A drought relief deal had eluded lawmakers since at least fall 2021. After a year that left much of the state in severe or extreme drought, there was consensus among lawmakers and Walz that Minnesota should step in to help those most affected.

This included ranchers who were having trouble growing food or higher prices to buy it. The drought has also hit specialty crop farmers who grow produce like produce for farmers’ markets. Neither can rely on traditional crop insurance in the same way as farmers who grow crops like corn and soybeans.

Lawmakers at the time had a broad agreement to spend about $10 million, and many hoped it would pass in a special legislative session before they meet in late January. But after Senate Republicans have threatened to oust Health Commissioner Jan MalcolmWalz decided not to convene this extraordinary session.

When the Legislative Assembly convened, key lawmakers said they were optimistic drought relief could pass quickly. And they said quick action was urgently needed to help desperate farmers.

But the invoice is blocked. House Democrats tied the $10 million in drought relief to farmers to a $13 million plan to replant drought-affected forests, plant shade trees and fund water conservation projects.
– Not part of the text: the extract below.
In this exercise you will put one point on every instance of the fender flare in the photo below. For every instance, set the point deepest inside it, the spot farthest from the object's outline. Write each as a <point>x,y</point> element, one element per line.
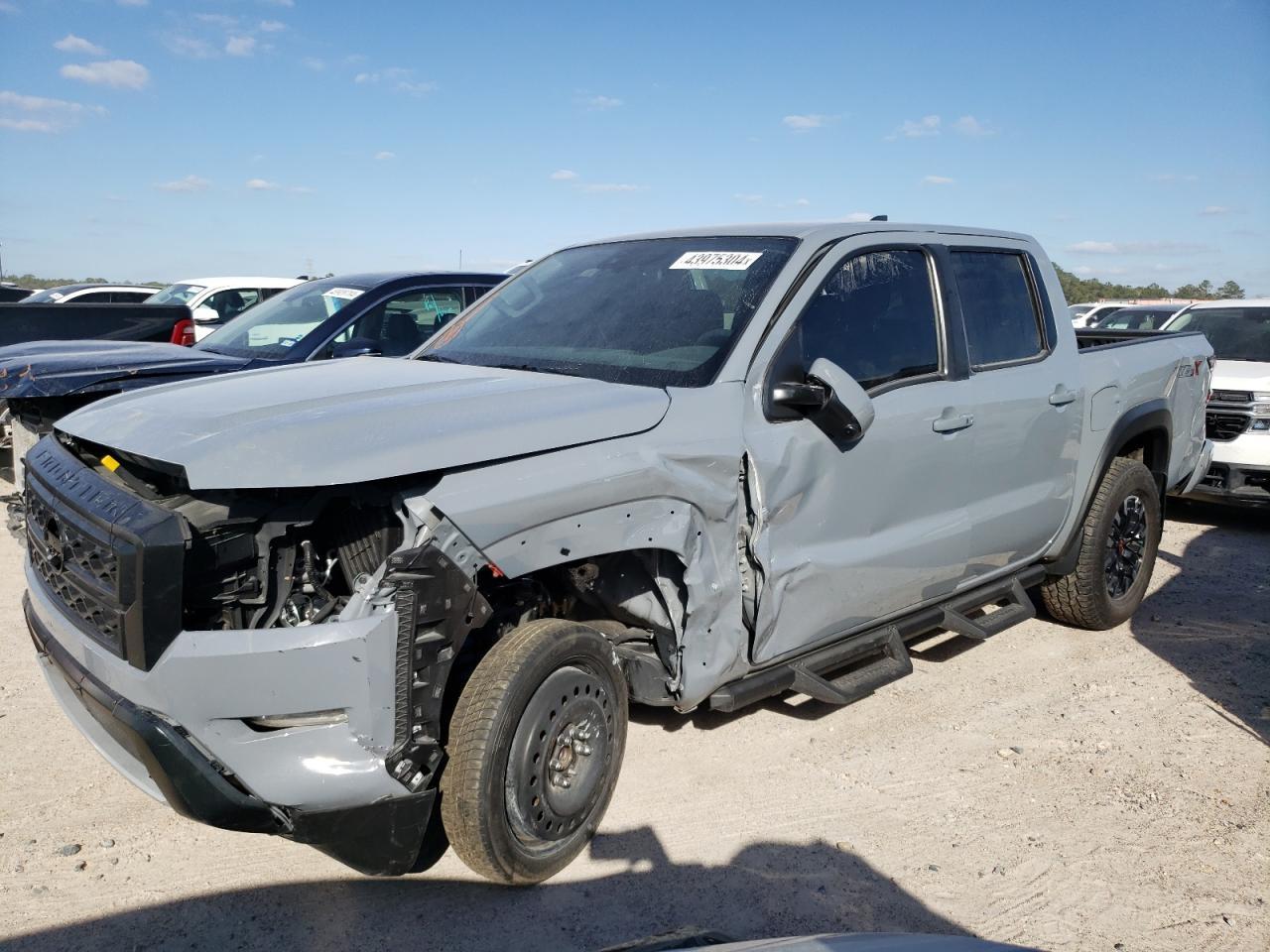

Senate Republicans were skeptical of the new provisions, and they in turn added separate funding — unpopular with Democrats — to help deer ranchers affected by regulations aimed at limiting the spread of chronic wasting disease. The Senate GOP withdrew the money for the deer farms, but the DFL insisted on their money for other drought provisions requested by the Department of Natural Resources.

The final agreement includes $8.1 million for livestock and specialty crop assistance, $2.5 million for drought relief loans and $5.3 million for seedlings killed by Drought. Money for shade trees and water efficiency projects is not part of the bill. A small amount of money was included for animal disease testing equipment as the state deals with a chronic wasting disease, the bird flu outbreak and more.

The legislative agreement will help meet the “expenses farmers have had to pay for buying extra forage, bringing it from further afield, or finding ways to feed their livestock or manage the specialty crops they have grown and the loss they suffered,” Westrom mentioned.

Some on Capitol Hill have complained about the final deal. State Rep. Nathan Nelson, R-Hinckley, told the House on Saturday night that the deal was “too little too late for many.” And he pointed out the “late” part. Negotiations have lasted so long that farmers like him no longer face drought conditions.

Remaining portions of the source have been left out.